Dans de nombreux secteurs – CSE externalisé, photocopieurs, imprimantes, solutions bureautiques ou location de matériel – une durée de contrat revient systématiquement : 48 mois.
Présentée comme une norme du marché, cette durée cache en réalité une stratégie commerciale bien rodée, rarement expliquée aux entreprises.
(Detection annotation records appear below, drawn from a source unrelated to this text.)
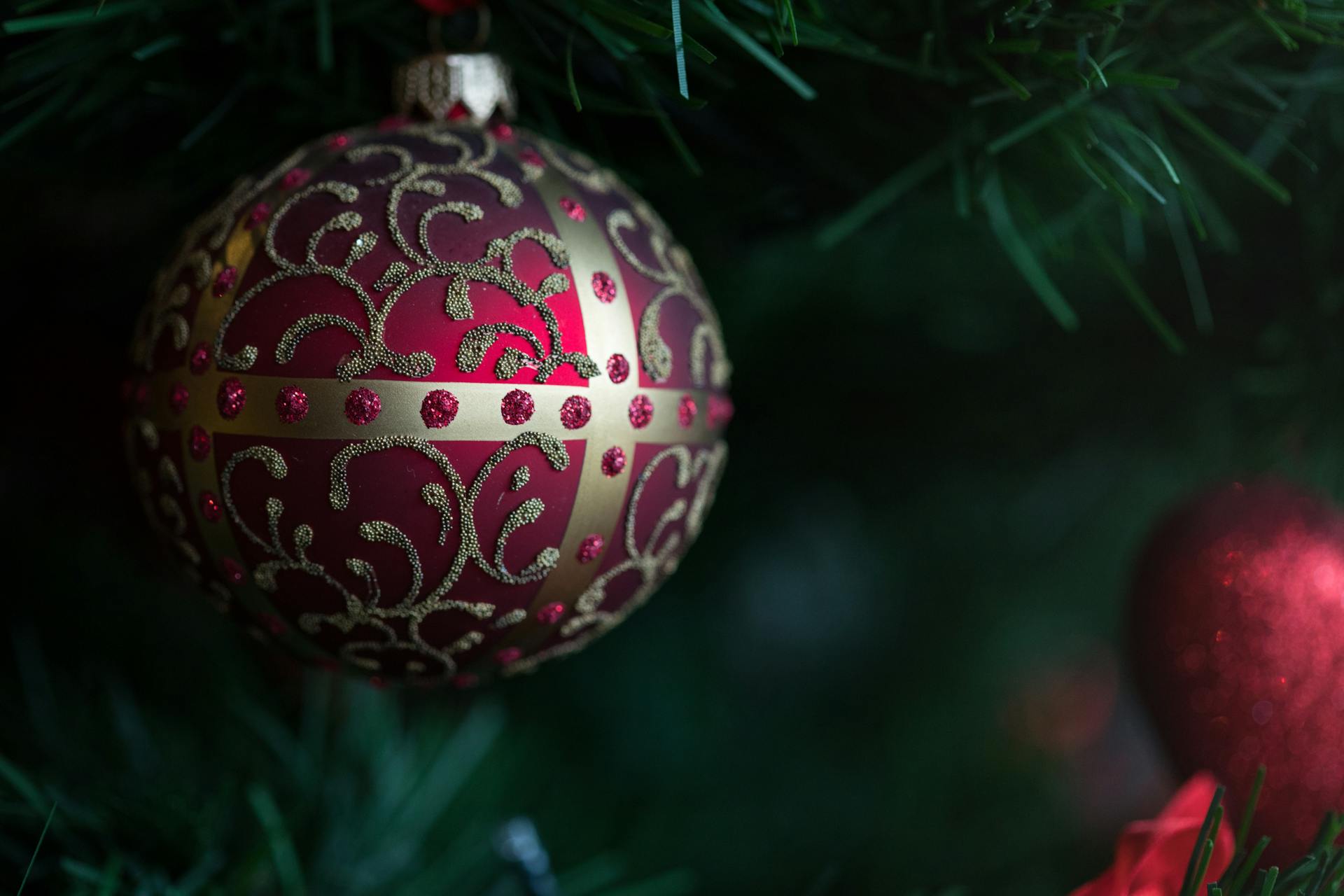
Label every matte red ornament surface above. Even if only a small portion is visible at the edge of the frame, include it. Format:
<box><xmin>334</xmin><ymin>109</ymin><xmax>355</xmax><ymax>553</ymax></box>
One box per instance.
<box><xmin>1130</xmin><ymin>481</ymin><xmax>1344</xmax><ymax>861</ymax></box>
<box><xmin>126</xmin><ymin>118</ymin><xmax>730</xmax><ymax>688</ymax></box>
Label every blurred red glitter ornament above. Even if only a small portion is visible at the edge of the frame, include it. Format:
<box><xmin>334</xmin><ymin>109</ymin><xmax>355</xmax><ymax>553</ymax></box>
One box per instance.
<box><xmin>1130</xmin><ymin>481</ymin><xmax>1344</xmax><ymax>860</ymax></box>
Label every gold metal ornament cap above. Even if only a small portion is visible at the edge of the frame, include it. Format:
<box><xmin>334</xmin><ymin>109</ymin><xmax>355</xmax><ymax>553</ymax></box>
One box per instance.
<box><xmin>394</xmin><ymin>52</ymin><xmax>517</xmax><ymax>125</ymax></box>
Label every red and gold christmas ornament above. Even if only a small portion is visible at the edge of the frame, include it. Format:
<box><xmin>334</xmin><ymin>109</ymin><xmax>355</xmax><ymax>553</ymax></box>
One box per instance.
<box><xmin>126</xmin><ymin>54</ymin><xmax>731</xmax><ymax>687</ymax></box>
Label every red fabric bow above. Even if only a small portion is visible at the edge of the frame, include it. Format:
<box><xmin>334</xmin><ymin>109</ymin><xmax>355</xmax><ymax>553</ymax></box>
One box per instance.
<box><xmin>1070</xmin><ymin>772</ymin><xmax>1235</xmax><ymax>896</ymax></box>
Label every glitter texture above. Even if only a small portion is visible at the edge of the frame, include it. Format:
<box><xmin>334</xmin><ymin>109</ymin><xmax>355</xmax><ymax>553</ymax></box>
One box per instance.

Derrière un loyer mensuel “acceptable” se dissimulent souvent des tarifs excessifs, peu transparents et difficiles à renégocier.
👉 Voici pourquoi ces contrats de 48 mois sont si répandus… et pourquoi ils coûtent cher aux entreprises.
🎯 1️⃣ Diluer un prix excessif sur la durée
La première raison est simple : rendre acceptable un prix trop élevé.
En étalant le coût sur 48 mois :
- la mensualité paraît faible,
- le décideur se focalise sur le loyer,
- le coût total réel est rarement analysé.
👉 Résultat : sur 4 ans, l’entreprise paie parfois 2 à 3 fois la valeur réelle du matériel ou du service.
🔒 2️⃣ Verrouiller le client et empêcher la remise en concurrence
Un engagement de 48 mois permet aux prestataires de :
- sécuriser leurs revenus sur le long terme,
- empêcher toute remise en concurrence,
- rendre la sortie du contrat complexe et coûteuse.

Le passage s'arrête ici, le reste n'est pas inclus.